The artist Paul Thek burst onto the art scene in the 1960’s and enjoyed fame in the US and Europe for years but was largely forgotten by the time of his death in 1988. His life and his work are being revived by the Carnegie Museum of Art with the Exhibition ‘Paul Thek: Diver’ which opens Saturday. The show gets its name from a painting done on newspaper of a man diving into a body of water. (See left) Co-curator and Carnegie Museum of Art Director Lynn Zelevansky says Thek was drawn to the water and often used water in his works. Zelevansky says the diver work stood out to her and co-curator Elisabeth Sussman of the Whitney museum in New York. “Throughout the show you will see different figures who are surrogates for Thek himself,” says Zelevansky, “The diver seems to Elisabeth and me to be a great symbol for who Thek was and what he was interested in and what he cared about.” She says the idea of going deeper in a fearless way was something to which he aspired.
The first thing a visitors sees is a room filled with Thek’s “meat” works. (right) Thek (pronounced Tek) created sculptures of realistic looking hunks of meat and severed human body parts but then gave many of them a surreal twist including metallic coverings, sprouts of grotesque hair and over sized flies. Most are mounted in plastic cases but one is mounted in a Brillo box given to him by Andy Warhol. “The story goes that he said to Warhol, ‘your Brillo boxes are really nice but they could use some meat’,” says Zelevansky. Thek was known to use his work to take shots at minimalism and pop art.
Part way through his career Thek fell in love with installation work.
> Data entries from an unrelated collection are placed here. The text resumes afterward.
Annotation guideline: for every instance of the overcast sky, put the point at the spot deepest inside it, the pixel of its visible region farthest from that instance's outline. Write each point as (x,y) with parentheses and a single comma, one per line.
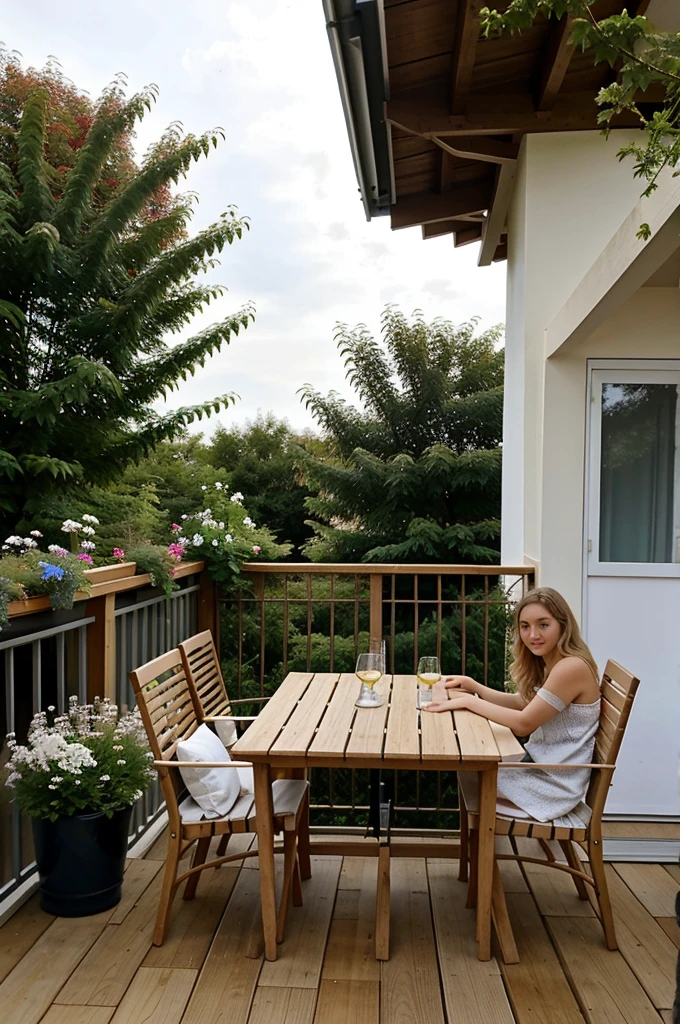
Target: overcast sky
(262,71)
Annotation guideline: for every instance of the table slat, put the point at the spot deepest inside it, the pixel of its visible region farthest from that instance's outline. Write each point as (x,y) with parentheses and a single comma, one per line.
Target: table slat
(299,731)
(475,737)
(333,733)
(402,737)
(369,726)
(259,736)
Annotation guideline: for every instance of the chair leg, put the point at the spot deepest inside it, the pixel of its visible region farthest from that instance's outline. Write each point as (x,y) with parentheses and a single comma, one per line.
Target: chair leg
(572,861)
(286,892)
(471,901)
(602,892)
(303,840)
(200,855)
(168,891)
(382,904)
(506,939)
(463,861)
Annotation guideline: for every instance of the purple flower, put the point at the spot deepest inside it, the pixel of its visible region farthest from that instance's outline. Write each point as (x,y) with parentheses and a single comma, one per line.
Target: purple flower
(51,571)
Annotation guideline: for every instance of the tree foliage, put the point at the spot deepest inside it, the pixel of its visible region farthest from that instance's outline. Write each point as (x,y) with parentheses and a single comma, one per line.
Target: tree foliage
(642,57)
(89,295)
(414,475)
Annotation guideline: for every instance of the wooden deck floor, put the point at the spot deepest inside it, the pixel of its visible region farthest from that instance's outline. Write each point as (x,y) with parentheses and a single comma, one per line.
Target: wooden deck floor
(103,969)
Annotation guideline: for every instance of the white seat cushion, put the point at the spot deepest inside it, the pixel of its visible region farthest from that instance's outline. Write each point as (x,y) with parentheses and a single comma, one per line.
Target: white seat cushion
(214,790)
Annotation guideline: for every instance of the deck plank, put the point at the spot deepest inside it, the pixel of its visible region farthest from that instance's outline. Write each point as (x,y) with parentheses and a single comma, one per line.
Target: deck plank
(645,946)
(283,1006)
(28,990)
(348,1003)
(608,991)
(538,989)
(102,977)
(410,991)
(19,933)
(473,990)
(157,995)
(301,954)
(652,885)
(226,983)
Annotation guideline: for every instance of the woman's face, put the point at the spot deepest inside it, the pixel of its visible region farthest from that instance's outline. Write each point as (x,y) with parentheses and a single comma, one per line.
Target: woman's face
(539,630)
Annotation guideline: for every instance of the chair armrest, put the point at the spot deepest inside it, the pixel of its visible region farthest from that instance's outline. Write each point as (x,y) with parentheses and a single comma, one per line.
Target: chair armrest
(229,718)
(534,764)
(203,764)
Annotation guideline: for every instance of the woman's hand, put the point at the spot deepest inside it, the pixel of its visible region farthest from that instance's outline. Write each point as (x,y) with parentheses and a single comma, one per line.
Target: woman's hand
(466,701)
(465,683)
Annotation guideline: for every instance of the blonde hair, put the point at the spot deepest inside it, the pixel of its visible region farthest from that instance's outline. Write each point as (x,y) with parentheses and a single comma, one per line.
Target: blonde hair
(527,670)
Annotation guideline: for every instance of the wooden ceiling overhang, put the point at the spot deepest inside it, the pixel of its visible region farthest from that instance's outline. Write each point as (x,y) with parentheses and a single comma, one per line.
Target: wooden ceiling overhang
(457,107)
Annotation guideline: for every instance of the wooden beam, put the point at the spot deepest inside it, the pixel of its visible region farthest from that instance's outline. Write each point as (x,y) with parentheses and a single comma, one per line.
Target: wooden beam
(424,114)
(465,46)
(498,213)
(558,57)
(426,208)
(471,233)
(486,151)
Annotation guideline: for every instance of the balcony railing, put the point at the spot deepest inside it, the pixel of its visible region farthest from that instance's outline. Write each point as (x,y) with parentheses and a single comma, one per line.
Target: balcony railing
(47,656)
(316,617)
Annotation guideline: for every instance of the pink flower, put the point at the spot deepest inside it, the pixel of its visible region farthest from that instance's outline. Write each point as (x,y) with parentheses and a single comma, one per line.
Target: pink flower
(176,550)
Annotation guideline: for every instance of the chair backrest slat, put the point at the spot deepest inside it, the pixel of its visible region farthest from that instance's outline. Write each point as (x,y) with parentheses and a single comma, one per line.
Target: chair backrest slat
(202,669)
(619,688)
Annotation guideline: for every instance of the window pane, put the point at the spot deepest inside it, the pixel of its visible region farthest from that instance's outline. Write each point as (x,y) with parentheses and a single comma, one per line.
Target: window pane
(637,476)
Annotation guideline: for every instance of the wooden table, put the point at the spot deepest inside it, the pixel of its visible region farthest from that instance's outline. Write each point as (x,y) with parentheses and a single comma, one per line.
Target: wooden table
(311,722)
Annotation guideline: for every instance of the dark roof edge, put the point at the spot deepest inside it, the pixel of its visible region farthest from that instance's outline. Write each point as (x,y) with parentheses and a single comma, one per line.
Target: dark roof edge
(355,31)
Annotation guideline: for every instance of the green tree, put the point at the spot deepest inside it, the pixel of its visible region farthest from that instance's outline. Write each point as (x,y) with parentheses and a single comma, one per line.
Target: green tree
(415,474)
(88,297)
(642,57)
(260,460)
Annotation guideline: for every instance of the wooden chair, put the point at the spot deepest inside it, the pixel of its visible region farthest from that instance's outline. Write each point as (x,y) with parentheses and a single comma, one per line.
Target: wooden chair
(618,688)
(167,710)
(212,704)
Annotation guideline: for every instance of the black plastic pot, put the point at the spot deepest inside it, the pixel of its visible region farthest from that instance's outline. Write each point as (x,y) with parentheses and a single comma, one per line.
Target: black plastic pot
(81,862)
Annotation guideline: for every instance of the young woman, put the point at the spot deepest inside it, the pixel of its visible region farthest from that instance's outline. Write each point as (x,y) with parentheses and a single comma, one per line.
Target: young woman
(557,706)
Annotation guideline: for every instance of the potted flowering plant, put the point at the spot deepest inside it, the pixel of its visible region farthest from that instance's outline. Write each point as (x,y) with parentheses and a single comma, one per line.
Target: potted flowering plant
(78,778)
(224,537)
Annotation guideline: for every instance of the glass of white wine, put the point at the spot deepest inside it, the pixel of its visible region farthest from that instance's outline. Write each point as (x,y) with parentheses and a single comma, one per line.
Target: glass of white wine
(428,675)
(370,668)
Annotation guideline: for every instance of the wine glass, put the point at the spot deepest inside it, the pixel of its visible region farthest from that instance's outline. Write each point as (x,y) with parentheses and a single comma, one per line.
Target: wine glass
(370,668)
(428,674)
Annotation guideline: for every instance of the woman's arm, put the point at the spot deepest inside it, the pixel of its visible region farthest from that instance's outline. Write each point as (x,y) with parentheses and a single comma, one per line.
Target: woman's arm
(468,685)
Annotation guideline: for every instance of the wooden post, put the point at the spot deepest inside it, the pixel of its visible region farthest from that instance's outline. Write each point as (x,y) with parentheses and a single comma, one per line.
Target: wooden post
(375,619)
(101,647)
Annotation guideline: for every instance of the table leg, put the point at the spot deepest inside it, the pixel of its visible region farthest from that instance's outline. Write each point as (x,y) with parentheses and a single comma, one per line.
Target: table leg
(264,812)
(487,780)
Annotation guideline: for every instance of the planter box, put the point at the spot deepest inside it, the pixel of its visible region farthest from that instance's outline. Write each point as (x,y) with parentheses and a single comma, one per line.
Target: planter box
(104,573)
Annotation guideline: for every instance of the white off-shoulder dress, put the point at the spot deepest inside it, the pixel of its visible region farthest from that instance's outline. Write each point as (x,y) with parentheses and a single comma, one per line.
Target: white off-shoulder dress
(557,797)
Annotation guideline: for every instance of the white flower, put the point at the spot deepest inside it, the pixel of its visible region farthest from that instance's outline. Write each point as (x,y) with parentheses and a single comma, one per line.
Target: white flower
(71,526)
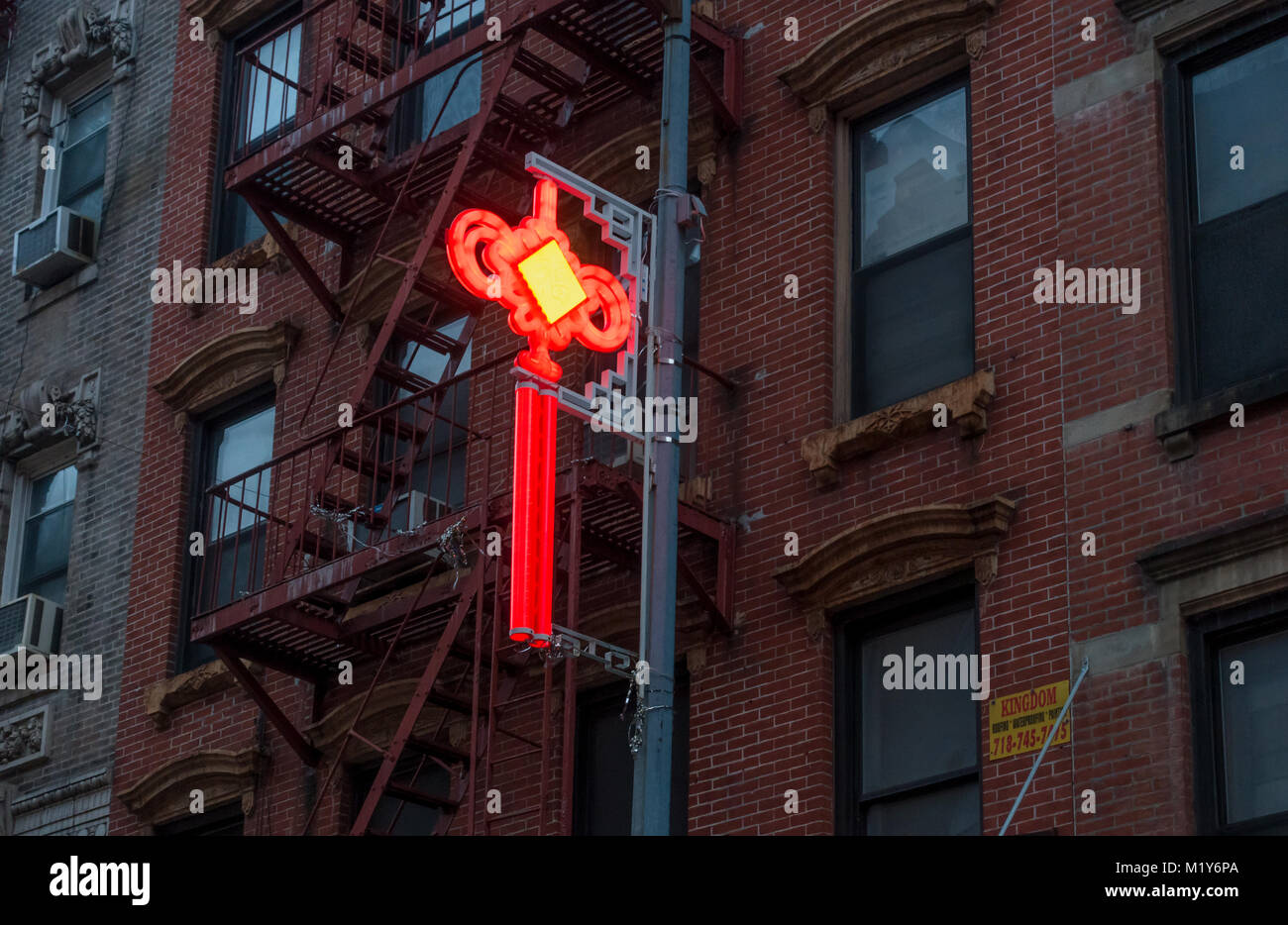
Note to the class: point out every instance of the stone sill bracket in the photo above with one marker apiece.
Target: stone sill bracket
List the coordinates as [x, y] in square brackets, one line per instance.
[966, 399]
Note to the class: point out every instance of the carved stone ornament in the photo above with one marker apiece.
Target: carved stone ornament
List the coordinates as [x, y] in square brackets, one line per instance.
[880, 46]
[896, 551]
[162, 698]
[223, 775]
[966, 402]
[82, 37]
[75, 415]
[228, 364]
[24, 740]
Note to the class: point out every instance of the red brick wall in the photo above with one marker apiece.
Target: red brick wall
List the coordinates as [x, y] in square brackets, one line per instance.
[1086, 188]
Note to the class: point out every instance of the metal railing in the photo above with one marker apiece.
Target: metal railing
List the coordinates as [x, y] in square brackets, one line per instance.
[395, 469]
[334, 51]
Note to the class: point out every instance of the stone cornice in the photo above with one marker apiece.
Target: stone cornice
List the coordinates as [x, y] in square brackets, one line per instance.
[896, 551]
[966, 399]
[1231, 543]
[163, 697]
[222, 774]
[883, 42]
[228, 364]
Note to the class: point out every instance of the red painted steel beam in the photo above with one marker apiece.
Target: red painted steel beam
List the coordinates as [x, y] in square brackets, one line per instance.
[282, 594]
[428, 677]
[365, 182]
[589, 52]
[387, 89]
[331, 630]
[294, 213]
[287, 244]
[708, 604]
[308, 754]
[437, 221]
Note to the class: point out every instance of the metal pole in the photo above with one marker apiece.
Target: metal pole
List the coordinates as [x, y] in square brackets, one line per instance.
[652, 796]
[1047, 745]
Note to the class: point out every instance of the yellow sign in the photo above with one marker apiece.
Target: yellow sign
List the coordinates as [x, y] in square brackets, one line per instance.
[1019, 723]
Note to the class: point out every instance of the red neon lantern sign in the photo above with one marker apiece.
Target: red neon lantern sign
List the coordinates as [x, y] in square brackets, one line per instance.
[552, 298]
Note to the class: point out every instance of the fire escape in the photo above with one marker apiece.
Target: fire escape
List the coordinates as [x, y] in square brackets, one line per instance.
[369, 542]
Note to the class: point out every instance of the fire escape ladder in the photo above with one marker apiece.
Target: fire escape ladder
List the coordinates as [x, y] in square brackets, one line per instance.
[471, 594]
[425, 690]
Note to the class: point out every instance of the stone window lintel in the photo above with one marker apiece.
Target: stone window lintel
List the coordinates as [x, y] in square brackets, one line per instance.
[966, 399]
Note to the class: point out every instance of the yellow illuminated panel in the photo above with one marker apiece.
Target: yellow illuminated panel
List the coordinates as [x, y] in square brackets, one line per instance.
[552, 279]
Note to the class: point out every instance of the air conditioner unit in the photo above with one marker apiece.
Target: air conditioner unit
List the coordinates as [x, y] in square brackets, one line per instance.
[53, 248]
[30, 622]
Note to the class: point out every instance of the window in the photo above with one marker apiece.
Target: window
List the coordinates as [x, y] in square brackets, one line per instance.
[1240, 719]
[907, 761]
[439, 462]
[261, 102]
[912, 294]
[604, 774]
[451, 97]
[1231, 226]
[230, 448]
[80, 141]
[42, 535]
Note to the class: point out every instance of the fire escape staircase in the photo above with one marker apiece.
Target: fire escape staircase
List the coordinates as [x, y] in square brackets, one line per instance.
[303, 613]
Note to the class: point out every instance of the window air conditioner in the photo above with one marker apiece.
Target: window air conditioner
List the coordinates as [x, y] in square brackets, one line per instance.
[53, 248]
[30, 622]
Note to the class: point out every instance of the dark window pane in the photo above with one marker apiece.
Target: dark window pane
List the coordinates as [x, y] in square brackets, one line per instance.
[1254, 728]
[951, 810]
[53, 489]
[268, 94]
[464, 101]
[1241, 328]
[1241, 102]
[46, 543]
[48, 535]
[914, 326]
[903, 198]
[232, 519]
[397, 817]
[911, 736]
[82, 158]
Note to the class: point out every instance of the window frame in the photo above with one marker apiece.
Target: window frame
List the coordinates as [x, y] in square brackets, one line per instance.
[71, 95]
[26, 474]
[1179, 69]
[222, 198]
[244, 405]
[1207, 635]
[927, 85]
[407, 127]
[926, 602]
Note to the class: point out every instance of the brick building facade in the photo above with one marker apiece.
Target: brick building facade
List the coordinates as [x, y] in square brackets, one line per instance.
[84, 123]
[909, 441]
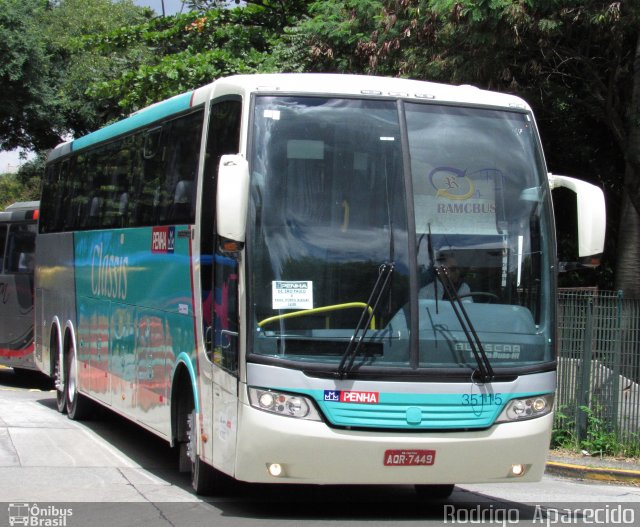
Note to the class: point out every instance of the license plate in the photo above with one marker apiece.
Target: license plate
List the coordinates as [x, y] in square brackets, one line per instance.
[409, 458]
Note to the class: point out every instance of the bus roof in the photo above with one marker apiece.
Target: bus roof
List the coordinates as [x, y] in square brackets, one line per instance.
[295, 83]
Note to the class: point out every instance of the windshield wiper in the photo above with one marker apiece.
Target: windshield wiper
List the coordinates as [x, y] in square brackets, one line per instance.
[485, 371]
[355, 343]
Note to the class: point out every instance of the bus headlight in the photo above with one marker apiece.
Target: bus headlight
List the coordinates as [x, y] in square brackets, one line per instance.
[526, 408]
[285, 404]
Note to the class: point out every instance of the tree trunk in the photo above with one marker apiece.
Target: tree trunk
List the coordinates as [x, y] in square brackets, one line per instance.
[628, 264]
Only a few components of the installations remain but Zelevansky was able to find pictures of the installations and some video of Thek and his collaborators working on the pieces. The Exhibition also includes pages from Thek’s voluminous journals. (lower left)
By the mid 1980’s Thek had driven away most of his friends and in 1987 he was diagnosed with AIDS but he continued to work. The retrospective recreates Thek’s last show.
Zelevansky has been working on the show for more than five years. She says it is the realization of Thek’s dream to have a retrospective mounted in the US. The retrospective of Thek’s work will be on display through May before moving on to Los Angles. Throughout the run of the show, the museum will offer a long list of programs. Most of them are free. Cell phone tours of the show are also available.